Embargo 00.01 Tuesday 16th October 2018 A OnePoll survey commissioned by TotallyMoney shows that 59% of overtime workers don’t get compensated for the extra hours they put in — the equivalent of not being paid from 16th October until the rest of 2018.
The survey asked 2,000 workers about the hours they put in and found that unpaid overtime isn’t an occasional effort, but a regular part of working life.
The research calls into question whether businesses treat employees fairly enough and whether more should be done to compensate them — especially with Christmas fast approaching, when many could do with the money they’ve rightfully earned.
Employees in the UK on average put in 10.1 hours overtime per week, totalling 469 hours of unpaid work per year for 59% of overtime workers.
53% of those surveyed said their reason for putting in extra hours was due to “too much work”, with 61% of respondents saying they don’t have a good work/life balance. 15% said they work extra because of “pressure from senior figures”.
Nevertheless, the issues might not all be work-related, with 1.4% claiming they do overtime to “avoid going home”.
Workers in London come off worst, averaging 10.56 hours overtime each week. Some 11% work in excess of 30 hours extra per week.
Those working in Glasgow, on the other hand, appear to fare better, with 60% claiming they do get paid for the extra hours they put in.
Furthermore, almost half of those working in East Anglia report not to be stressed due to work.
Gender Overtime Gap
However, the research has sparked new debates about whether the issues surrounding gender in the workplace go beyond the gender pay gap.
Women are much less likely to get paid for the extra hours they put in, are more likely to feel stressed and run down due to work, and are more likely to work overtime to progress their careers compared to their male counterparts.
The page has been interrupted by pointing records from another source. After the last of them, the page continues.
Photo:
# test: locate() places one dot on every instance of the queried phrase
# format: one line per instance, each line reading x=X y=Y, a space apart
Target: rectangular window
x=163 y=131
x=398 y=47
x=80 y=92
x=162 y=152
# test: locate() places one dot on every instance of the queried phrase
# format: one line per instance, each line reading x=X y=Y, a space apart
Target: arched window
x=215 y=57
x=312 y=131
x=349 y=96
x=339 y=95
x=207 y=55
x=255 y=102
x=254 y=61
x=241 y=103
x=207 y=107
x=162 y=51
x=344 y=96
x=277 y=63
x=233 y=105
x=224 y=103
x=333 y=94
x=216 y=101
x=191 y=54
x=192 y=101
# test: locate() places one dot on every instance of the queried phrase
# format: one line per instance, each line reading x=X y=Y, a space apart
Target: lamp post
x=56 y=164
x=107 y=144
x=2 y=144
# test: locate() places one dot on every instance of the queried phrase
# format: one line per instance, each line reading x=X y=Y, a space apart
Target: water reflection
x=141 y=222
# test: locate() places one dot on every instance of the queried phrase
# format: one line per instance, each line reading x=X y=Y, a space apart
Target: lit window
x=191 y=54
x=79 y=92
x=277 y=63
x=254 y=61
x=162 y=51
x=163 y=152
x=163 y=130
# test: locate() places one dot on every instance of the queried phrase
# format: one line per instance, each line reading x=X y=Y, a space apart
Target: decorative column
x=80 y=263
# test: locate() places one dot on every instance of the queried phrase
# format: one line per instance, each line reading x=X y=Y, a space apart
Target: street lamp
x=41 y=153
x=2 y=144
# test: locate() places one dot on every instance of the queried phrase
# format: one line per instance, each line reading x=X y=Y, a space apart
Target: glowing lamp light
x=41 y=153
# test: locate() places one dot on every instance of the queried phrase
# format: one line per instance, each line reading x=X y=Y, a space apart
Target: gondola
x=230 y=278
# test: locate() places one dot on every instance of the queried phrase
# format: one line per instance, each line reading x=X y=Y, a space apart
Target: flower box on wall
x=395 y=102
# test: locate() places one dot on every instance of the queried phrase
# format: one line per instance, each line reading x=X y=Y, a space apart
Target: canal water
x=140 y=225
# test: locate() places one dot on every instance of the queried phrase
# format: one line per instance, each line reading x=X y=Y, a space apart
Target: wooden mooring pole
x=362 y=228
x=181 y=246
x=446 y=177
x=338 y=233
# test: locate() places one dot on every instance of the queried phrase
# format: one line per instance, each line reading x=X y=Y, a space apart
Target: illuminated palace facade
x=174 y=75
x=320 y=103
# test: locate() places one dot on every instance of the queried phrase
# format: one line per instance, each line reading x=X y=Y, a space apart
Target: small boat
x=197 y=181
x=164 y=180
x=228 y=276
The survey also shows women are more likely to perform work-related duties in their own time.
With the research in mind, TotallyMoney has created an Overtime Calculator, so workers can see how much money they’re potentially missing out on.
Download Overtime Calculator embed code here.
The overtime calculator considers salary, contract hours, annual leave, and the extra hours worked to calculate the true cost of unpaid overtime.
TotallyMoney Head of Brand and Marketing Communications, Mark Moloney, said: “While many employees accept overtime as part and parcel of the job, few people realise the extent to which they are working for free.
“We hope the results of the survey will open company eyes to how unfairly they’re treating their employees, and bring about the step change needed for a more equal workplace — especially for women.”